What have you done today to support weary caregivers? Try asking what is on their to-do list and run some errands, gather caregiving information and resources, sort a huge stack of mail, get their house cleaned or yard work done, plan a "respite" evening away from caregiving, bring a meal or simply check in and ask how they are doing. I can attest that even something as simple as holding a door open for a caregiver pushing a wheelchair can be the best thing that happened to them that day.

Need more ideas? The October/November issue of AARP The Magazine highlights 100 ideas for acts of kindness to caregivers, and the November issue of AARP Bulletin has a special report of the 40 million heroes that devote their lives to loved ones. Check out my new book, Juggling Life, Work and Caregiving and the free AARP Virtual Caregiving Fair on November 19th, 12-4pm EST for more insight on how to help a caregiver. If you missed the live fair, you can still get valuable information at the site or from the AARP Caregiving Resource Center.

These are just a few meaningful random acts of kindness I've received over the years:

  • My friend, Laurette, frequently sends me uplifting greeting cards and text messages. My favorite says, "She Who Never Gives Up" on the cover -- it's a constant reminder of my ability to persevere amidst the many challenges of caring for my Dad, 92, who has Alzheimer's disease and lives with me.
  • After the holidays last year I came home from work and my boyfriend, Bill, had packed up all of our holiday decorations. A huge time-consuming task off my shoulders, and a wonderful surprise!
  • My friend, Stephanie, sent me a ready-to-color postcard with a note about the latest research finding adults who color have less stress in their lives. I colored it and it worked!
  • I took Dad out for dinner recently and he loudly declared he was too cold inside, so we went outside to sit. Another customer brought our food to us and even filled our drinks. She made me feel much less alone at that moment, and made Dad's outing less stressful for both of us.
  • My sister, Karen, sent me chocolate-covered strawberries with a note thanking me for caring for our parents. I will always treasure that note.

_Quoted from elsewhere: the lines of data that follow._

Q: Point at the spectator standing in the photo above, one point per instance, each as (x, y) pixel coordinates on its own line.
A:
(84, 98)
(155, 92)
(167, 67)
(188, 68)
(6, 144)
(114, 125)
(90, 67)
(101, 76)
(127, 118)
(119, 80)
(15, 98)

Share your photos and anecdotes about Random Acts of Kindness for Caregivers on social media (Facebook, Twitter, Instagram etc.) using hashtag #BeKindToCaregivers. You can also submit a photo and story up to once a week until March, and AARP will select 12 winners to split a $10,000 cash prize for the most creative, original and impactful acts of kindness for a caregivers. See aarp.org/caregiverkindness for ideas and details.

Together, I believe we can create an environment of more support and honor for family caregivers ... one random act of kindness at a time.